A 6-5 redshirt sophomore, Hall made his first start of the season in Tallahassee. On a night when Bennett chose not to play sophomore swingman Marial Shayok, who has started eight games this season, Hall totaled six points, two rebounds and two assists in 26 minutes.
He had trouble staying in front of FSU’s guards at times — as did his teammates — but Hall was 2 for 3 from the floor and did not turn the ball over.
“He did a good job,” Bennett said. “He’s been in the system for three years, and he brings some good fight to start the game, and I thought he did a solid job out there … We’re kind of looking for answers, so we’ll keep looking for sure.”
The loss to FSU means these Cavaliers already have dropped as many games as they did in 2014-15, when they won their second straight ACC regular-season title.
“Guys are maybe a little bit frustrated,” Hall said, “but it’s just a matter of rallying together. All of our guys are just ready to pull together and figure out how we’re going to get these wins … We know we can play and we know what type of caliber team we are. So we just gotta keep grinding and keep trying to find a way to get stops and get wins, because it’s a tough league.”
Perrantes said: “You can’t single anybody out. Realistically I don’t think it comes down to Xs and Os any more. I think it comes down to just heart, energy, things like that … It just all comes down to the defensive end and playing with some energy and just playing with some grit. We’re not doing that.”
Consistency is the key, according to Gill.
“We can’t have those lapses on offense or defense where we’re not doing what we need to do, or guys go off on their own and we’re not playing team defense or offense,” Gill said. “Because this team operates as a unit, and if people aren’t doing that, then we’re really going to have some problems.”
UP NEXT: Before visiting Wake Forest next Monday night, Virginia will play twice at JPJ. The first of those games, Tuesday against 8 p.m., comes against one of the ACC’s hottest teams.

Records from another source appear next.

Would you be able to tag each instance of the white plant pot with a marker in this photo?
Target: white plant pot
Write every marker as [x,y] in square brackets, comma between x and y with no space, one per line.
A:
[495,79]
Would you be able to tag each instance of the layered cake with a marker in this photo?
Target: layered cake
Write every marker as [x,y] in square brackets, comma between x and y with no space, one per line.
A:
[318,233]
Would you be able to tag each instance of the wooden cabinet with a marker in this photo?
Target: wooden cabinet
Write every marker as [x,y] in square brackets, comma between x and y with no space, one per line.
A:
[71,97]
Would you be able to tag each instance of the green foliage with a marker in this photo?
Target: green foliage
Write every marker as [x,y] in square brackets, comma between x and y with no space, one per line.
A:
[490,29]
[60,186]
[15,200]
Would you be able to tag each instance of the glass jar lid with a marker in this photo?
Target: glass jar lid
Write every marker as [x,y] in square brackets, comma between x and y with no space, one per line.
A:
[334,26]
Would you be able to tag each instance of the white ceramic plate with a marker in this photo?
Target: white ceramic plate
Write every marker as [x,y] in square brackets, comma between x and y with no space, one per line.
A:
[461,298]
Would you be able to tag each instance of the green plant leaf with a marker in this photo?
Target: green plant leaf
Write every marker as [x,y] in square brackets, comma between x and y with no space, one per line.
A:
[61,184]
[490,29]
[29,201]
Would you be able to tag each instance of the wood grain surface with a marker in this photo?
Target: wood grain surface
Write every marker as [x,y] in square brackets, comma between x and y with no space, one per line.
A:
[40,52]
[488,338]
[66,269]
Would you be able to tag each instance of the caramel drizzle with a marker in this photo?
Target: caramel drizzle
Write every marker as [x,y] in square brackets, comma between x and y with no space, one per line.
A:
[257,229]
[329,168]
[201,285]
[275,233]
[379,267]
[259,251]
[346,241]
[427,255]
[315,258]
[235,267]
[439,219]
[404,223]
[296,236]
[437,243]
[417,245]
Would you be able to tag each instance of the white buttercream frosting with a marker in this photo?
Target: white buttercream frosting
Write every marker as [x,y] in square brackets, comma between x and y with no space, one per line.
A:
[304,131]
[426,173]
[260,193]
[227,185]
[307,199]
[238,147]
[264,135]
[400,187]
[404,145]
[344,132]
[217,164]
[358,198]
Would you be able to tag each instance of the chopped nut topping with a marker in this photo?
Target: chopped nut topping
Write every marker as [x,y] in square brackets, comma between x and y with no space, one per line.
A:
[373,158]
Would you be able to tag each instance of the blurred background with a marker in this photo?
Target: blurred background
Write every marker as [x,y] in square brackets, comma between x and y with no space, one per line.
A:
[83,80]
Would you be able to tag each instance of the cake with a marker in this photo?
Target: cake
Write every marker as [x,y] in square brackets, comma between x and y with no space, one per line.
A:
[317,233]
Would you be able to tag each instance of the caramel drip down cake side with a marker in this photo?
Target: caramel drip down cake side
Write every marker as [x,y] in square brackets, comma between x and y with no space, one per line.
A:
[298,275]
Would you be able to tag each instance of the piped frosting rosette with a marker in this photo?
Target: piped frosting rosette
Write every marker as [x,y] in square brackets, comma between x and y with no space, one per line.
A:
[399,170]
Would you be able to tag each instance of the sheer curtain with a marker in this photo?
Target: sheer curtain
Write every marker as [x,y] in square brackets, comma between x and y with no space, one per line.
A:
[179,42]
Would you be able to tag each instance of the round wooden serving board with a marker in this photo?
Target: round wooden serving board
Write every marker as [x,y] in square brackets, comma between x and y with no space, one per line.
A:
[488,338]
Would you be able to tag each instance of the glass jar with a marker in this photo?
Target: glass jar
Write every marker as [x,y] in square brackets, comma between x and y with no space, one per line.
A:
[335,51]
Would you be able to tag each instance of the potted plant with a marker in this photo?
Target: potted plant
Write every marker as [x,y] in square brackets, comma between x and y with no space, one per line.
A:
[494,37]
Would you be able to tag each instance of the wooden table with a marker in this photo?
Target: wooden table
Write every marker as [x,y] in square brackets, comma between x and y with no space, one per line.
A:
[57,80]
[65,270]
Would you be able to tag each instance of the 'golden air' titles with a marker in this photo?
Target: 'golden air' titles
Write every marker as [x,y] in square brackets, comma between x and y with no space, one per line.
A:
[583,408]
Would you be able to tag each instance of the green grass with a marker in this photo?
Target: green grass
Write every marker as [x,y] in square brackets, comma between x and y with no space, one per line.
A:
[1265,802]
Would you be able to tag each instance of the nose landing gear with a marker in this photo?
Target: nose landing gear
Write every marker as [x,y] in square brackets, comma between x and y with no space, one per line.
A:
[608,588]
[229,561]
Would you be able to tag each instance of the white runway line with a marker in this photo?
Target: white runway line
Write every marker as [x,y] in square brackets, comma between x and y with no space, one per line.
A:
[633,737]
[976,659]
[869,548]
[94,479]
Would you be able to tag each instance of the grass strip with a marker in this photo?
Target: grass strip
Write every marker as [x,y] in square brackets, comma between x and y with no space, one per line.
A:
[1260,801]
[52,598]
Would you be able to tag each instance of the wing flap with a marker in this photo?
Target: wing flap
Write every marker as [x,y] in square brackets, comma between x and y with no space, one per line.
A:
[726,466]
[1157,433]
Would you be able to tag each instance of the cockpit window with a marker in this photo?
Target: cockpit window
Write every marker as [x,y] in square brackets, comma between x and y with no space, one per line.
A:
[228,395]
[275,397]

Since losing at North Carolina on Dec. 30, Clemson has won five straight games, beating Florida State, Syracuse, Louisville, Duke and, on Saturday afternoon, Miami.
ESPNU will televise the game. The Cavaliers have won three straight over the Tigers and five of the past seven meetings.
Virginia hosts Syracuse (11-7, 1-4) at noon Saturday. Tickets for the Clemson game are still available.